Явилась Адель, с маслом на четыре су, запрятанным под передник, потому что г-жа Жоссеран велела ей никогда не показывать купленную провизию. Лиза полюбопытствовала, что там у нее, затем в сердцах обозвала Адель растяпой. Кто же это спускается с лестницы из-за масла на четыре су! Ну нет! Она бы заставила этих скупердяев кормить ее получше, а не то сама наедалась бы раньше их, да, да, маслом, сахаром, мясом, всем. С некоторых пор служанки подбивали Адель таким образом к бунту, и она уже начала развращаться. Отломив кусочек масла, она тут же съела его, чтобы выказать перед ними свою смелость.

— Пойдем наверх? — спросила Адель.

— Нет, — сказала вдова, — я хочу посмотреть, как его понесут вниз. Я нарочно отложила на это время одно дело, с которым меня посылают.

— Я тоже, — добавила Лиза. — Говорят, он весит чуть не сто кило. Если они уронят его на своей роскошной лестнице, они ее здорово испакостят.

— А я пойду наверх, лучше уж мне его не видеть… — снова заговорила Адель. — Нет, спасибо! Еще мне опять приснится, как прошлой ночью, что он тащит меня за ноги и мелет всякие глупости, будто я развожу грязь.

Она ушла, а вслед ей летели шутки обеих женщин. На верхнем этаже, отведенном слугам, всю ночь потешались над кошмарами Адели. К тому же служанки, чтобы не оставаться одним в комнате, не закрыли своих дверей, а какой-то кучер подшутил над ними, вырядившись привидением; взвизгивания и приглушенный смех раздавались в коридоре до самого утра. Лиза, поджав губы, говорила, что она им это припомнит. Но они все же славно позабавились!

Голос разъяренного Ипполита вновь привлек их внимание к драпировкам.

— Вот окаянный пьянчужка! Вы же ее вешаете шиворот-навыворот! — кричал Ипполит, утратив всю свою важность.

В самом деле, рабочий собирался повесить вензель покойного вверх ногами. Впрочем, черные драпировки, окаймленные серебром, уже висели на месте; оставалось лишь прикрепить розетки, когда у входа появилась ручная тележка, нагруженная жалким нищенским скарбом. Ее толкал мальчишка; позади шла высокая бледная женщина, которая помогала ему.

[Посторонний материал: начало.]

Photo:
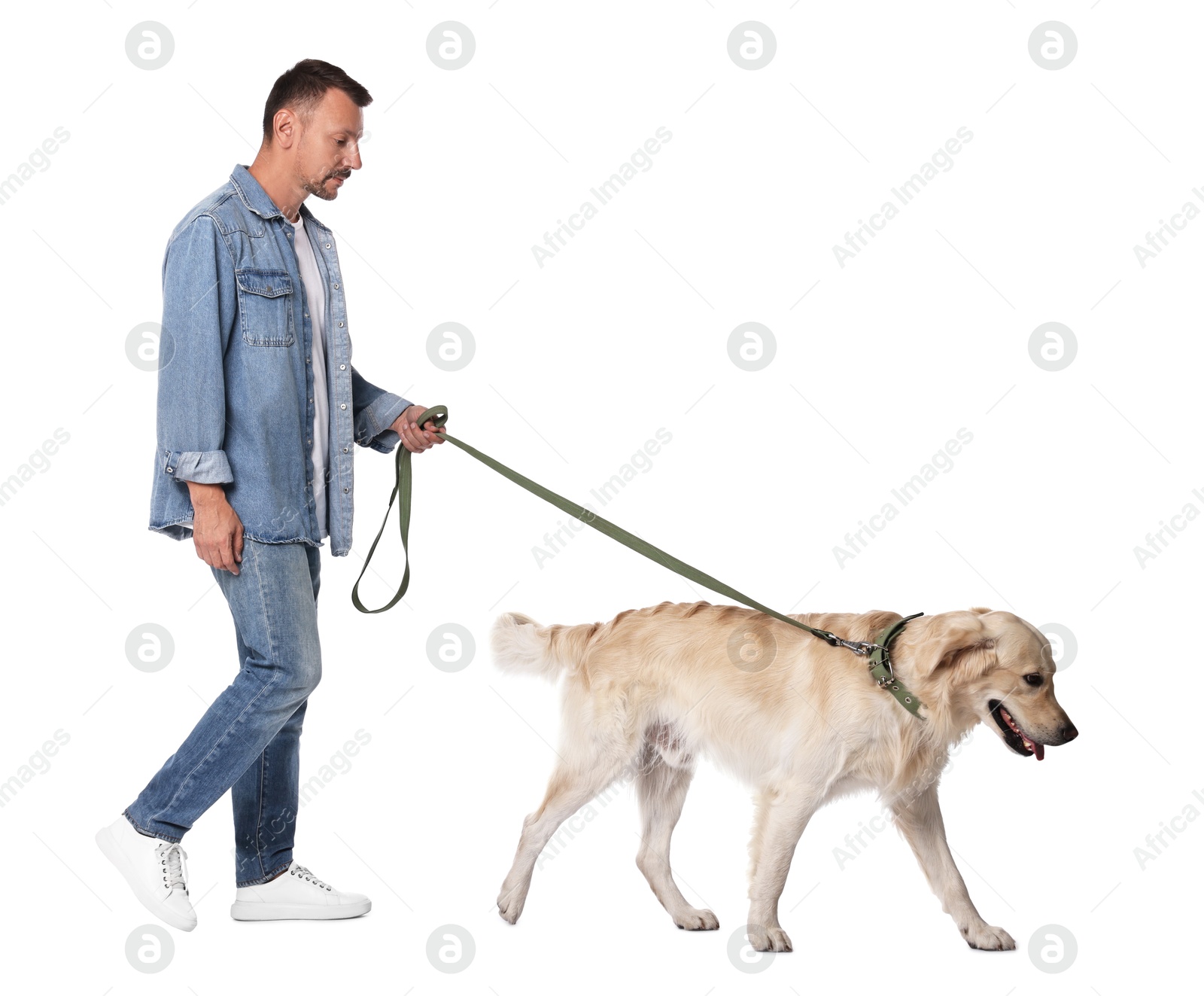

Гур, беседовавший со своим приятелем, хозяином писчебумажного магазина, бросился к ней и, несмотря на всю парадность своего траурного костюма, закричал:

— Эй! эй! Куда вас несет? Где твои глаза, дурень ты этакий!

— Да я новая жиличка, сударь… — вмешалась высокая женщина. — Это мои вещи.

— Нельзя! Завтра! — разозлившись, продолжал кричать привратник.

Женщина, опешив, посмотрела на него, потом на драпировки. Эти наглухо занавешенные ворота заметно взволновали ее. Но она овладела собой и сказала, что оставить свои вещи на тротуаре тоже не может.

Тогда Гур грубо заявил ей:

— Вы башмачница, да? Это вы сняли комнату наверху? Еще один каприз хозяина! И все ради каких-нибудь ста тридцати франков, будто мало у нас было неприятностей со столяром! А ведь он обещался не пускать больше всякую мастеровщину. И вот, извольте радоваться, опять то же самое, да еще женщина!

И тут же, вспомнив, что Вабр лежит в гробу, он добавил:

— Ну, что вы так уставились? Да, да, хозяин умер; и скончайся он на неделю раньше, вашей ноги бы тут не было, конечно! Ну, поторапливайтесь, пока не начался вынос!

Он был так раздосадован, что сам стал подталкивать тележку; драпировки, раздвинувшись, поглотили ее и медленно сошлись вновь. Высокая бледная женщина исчезла в этом мраке.

— Вот уж кстати явилась! — заметила Лиза. — Весело, нечего сказать, въезжать в дом во время похорон! Я на ее месте задала бы взбучку этому цепному псу!

Но она замолчала, снова увидев Гура, грозу служанок. Его дурное расположение духа было вызвано тем, что дом, как говорили некоторые, достанется, видимо, на долю господина Теофиля и его супруги. А Гур сам выложил бы сотню франков из своего кармана, лишь бы иметь хозяином Дюверье, — тот по крайней мере должностное лицо. Это он и втолковывал владельцу писчебумажного магазина. Тем временем из дома стал выходить народ. Прошла г-жа Жюзер, улыбнувшись Октаву, который беседовал с Трюбло. Затем появилась Мари; та, очень заинтересованная, остановилась поглядеть, как устанавливают постамент для гроба.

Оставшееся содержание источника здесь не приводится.